The University of Melbourne’s Climate Resilient Agriculture research group emphasises that “current and predicted changing climates requires a new approach to agriculture to ensure viable, productive, and healthy agroecosystems into the future”.
Research priorities at that university and across the nation increasingly focus on climate-resilient production systems, sustainable resource management, and emissions reduction strategies. Heat tolerance research, drought-resistant varieties, and improved decision-making tools represent critical investments in long-term agricultural viability.
Coordinated action framework
Australia’s agricultural future depends on moving beyond fragmented, short-term interventions toward integrated, sustainable systems thinking. The elements exist: world-class research capabilities, innovative farmers, and growing recognition of agriculture’s strategic importance. As well, Moriarty talks to the latest report from the NSW Department of Primary Industries’ research program. It “identified opportunities to improve [in] governance, financial sustainability, asset management and reporting”, she says.

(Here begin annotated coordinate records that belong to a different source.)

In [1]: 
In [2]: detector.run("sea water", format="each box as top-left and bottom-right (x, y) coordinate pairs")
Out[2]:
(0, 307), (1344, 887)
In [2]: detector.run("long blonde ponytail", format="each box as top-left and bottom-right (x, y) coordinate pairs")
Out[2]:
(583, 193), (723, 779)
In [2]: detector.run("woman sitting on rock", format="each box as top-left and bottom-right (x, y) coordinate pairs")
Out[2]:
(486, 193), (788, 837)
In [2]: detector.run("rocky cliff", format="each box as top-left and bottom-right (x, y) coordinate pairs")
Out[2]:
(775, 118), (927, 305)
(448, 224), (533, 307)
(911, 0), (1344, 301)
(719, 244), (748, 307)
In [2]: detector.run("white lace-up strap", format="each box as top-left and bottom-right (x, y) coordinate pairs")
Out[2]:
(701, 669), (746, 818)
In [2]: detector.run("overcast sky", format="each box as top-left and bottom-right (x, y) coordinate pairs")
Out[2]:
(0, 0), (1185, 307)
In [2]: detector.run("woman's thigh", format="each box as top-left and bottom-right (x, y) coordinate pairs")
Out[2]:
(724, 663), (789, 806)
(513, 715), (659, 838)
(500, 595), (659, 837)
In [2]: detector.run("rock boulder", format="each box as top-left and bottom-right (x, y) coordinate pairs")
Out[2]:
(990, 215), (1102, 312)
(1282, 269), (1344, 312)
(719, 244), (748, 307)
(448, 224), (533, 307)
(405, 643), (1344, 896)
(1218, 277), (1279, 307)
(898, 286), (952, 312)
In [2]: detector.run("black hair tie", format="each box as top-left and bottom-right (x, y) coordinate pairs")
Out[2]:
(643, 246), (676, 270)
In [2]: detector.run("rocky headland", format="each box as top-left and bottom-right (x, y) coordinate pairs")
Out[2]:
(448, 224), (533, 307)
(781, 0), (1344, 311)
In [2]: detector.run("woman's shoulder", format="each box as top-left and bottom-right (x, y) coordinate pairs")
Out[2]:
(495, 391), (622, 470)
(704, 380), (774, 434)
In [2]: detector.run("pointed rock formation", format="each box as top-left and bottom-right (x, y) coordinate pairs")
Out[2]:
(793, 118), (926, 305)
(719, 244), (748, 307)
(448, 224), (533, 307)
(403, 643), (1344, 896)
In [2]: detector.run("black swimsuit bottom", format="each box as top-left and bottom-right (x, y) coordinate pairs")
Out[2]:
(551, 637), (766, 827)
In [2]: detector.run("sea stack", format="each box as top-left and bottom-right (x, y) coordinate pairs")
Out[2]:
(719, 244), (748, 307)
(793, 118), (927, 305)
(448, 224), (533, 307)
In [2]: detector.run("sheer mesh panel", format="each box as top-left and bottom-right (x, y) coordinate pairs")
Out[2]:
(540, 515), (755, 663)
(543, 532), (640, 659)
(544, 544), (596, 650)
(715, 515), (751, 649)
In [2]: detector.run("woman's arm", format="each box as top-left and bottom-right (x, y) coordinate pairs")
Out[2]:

What’s missing is a coordination framework connecting these elements effectively.
Success requires four coordinated actions: establishing sustainable, long-term funding models extending beyond political cycles; creating integrated extension systems connecting research to practice; investing in digital infrastructure enabling technology adoption; and developing workforce strategies meeting current and future industry needs.
Agriculture’s vision of reaching $100 billion by 2030 is achievable, but only if policymakers recognise that strategic investment in systems and capabilities matters more than spending announcements. Australia’s farmers have proven they can innovate and adapt. The challenge is ensuring they have integrated support systems necessary to thrive in increasingly complex environments.